O bispo do Funchal recorda que estas tradições nasceram num contexto em que a vida era “muito difícil”, nestas ilhas, sublinhando a importância da fé para a população.
“A fé dá um novo horizonte, mostra que os sofrimentos do tempo presente não têm comparação, como diz São Paulo, com a glória que se há de manifestar”, aponta.
Na noite de 14 para 15 de janeiro, existe a tradição de as pessoas se juntarem para colocar um ponto final à quadra natalícia.
Emanuel Gaspar, coordenador da Casa da Cultura de Santa Cruz, apresenta ao Programa ECCLESIA, emitido este domingo na Antena 1, a importância da festa do Santo Amaro neste concelho madeirense.
“As pessoas vão de casa em casa, simbolicamente levam uma vassourinha, pequenina muitas vezes feitas com urze ou compradas, para limpar o que resta do Natal, das iguarias, os licores, os doces, as broas”, refere.
Esta tradição é apresenta na feira etnográfica que está aberta ao público no centro de Santa Cruz, por iniciativa do município local, procurando que “esta memória imaterial se continue a perpetuar”.
Santo Amaro, monge beneditino do século VI que foi companheiro de São Bento, é particularmente evocado na cidade de Santa Cruz.
“Esta devoção tem uma tradição desde os primórdios da ilha, desde a colonização, e perpetuou-se até hoje”, observa o historiador Emanuel Gaspar.
Rui Camacho, presidente da Associação Musical e Cultural Xarabanda, que recolheu um tema tradicional dedicado a Santo Amaro, fala desta festa “popular, pública”, centrada numa figura a quem “os cristãos confiam e que depositam os ex-votos, feitos em cera”.

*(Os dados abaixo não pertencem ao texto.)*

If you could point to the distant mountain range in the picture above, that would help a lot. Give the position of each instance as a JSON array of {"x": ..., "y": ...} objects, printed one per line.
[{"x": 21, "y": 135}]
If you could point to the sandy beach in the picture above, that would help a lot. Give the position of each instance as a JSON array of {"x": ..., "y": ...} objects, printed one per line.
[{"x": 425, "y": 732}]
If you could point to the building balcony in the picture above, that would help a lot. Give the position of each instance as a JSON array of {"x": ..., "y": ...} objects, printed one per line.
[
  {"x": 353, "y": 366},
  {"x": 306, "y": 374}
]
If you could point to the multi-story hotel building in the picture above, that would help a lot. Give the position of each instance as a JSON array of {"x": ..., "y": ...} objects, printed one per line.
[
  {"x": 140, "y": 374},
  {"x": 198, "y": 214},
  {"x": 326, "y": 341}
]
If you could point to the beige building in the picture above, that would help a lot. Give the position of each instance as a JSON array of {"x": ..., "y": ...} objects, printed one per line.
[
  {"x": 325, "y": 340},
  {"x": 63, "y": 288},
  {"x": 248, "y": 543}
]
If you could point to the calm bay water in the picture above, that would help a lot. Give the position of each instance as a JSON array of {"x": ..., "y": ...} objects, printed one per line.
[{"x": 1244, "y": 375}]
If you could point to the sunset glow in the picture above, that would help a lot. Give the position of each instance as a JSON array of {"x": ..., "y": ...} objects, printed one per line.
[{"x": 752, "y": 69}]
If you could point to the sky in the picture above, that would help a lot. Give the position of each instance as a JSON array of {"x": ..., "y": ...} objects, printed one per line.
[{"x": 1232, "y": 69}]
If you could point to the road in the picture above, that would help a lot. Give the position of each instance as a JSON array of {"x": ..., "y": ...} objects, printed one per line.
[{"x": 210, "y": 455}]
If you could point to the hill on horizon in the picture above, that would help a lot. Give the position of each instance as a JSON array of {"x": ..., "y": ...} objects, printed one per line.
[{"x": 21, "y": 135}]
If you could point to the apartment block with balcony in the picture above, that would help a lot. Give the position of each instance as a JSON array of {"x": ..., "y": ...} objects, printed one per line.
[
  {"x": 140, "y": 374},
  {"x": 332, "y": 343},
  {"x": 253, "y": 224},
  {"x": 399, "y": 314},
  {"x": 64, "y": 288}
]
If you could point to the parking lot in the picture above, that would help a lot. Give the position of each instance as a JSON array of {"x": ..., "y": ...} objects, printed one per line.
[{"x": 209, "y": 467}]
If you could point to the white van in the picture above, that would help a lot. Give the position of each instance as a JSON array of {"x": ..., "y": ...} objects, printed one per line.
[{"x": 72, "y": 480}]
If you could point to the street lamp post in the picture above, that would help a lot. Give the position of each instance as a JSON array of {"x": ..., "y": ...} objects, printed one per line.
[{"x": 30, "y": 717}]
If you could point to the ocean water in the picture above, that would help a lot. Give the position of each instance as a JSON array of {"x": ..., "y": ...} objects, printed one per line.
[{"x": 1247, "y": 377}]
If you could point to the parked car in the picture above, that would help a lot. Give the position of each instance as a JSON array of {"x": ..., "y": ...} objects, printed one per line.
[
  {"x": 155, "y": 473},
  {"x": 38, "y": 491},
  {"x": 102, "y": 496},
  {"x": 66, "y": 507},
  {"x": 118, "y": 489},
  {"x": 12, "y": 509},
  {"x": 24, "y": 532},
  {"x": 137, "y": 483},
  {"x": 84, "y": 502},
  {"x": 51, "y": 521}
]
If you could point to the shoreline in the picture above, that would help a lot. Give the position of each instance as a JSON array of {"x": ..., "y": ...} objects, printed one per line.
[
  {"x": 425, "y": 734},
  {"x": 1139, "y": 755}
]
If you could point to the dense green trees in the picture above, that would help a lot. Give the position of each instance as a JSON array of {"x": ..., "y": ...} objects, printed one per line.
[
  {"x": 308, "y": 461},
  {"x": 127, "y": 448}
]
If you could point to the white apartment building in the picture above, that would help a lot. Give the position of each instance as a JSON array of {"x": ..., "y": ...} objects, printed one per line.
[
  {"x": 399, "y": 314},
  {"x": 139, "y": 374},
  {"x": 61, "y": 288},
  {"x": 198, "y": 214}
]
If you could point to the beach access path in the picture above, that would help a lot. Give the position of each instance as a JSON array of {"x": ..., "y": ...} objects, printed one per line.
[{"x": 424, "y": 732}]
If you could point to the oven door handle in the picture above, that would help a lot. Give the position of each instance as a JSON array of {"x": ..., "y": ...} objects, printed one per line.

Ao longo dos tempos, a festa transformou-se, mas “nunca se perdeu”.
“Há aqui uma religiosidade popular. Há aquilo que acontece dentro da Igreja e o que se repete fora da Igreja, nas casas, até nos espaços públicos, como o varrer dos armários”, acrescenta.
Para Rui Camacho, a preservação da identidade passa pelo conhecimento da “tradição”.
“Primeiro de tudo sente-se e depois compreende-se. Se eu não estiver lá para perceber como é que essa relação entre o homem, a terra e o divino, vai ser complicado compreender o porquê destas festas de caráter religioso”, observa.
As celebrações dedicadas a Santo Amaro acontecem ainda em várias localidades da ilha da Madeira.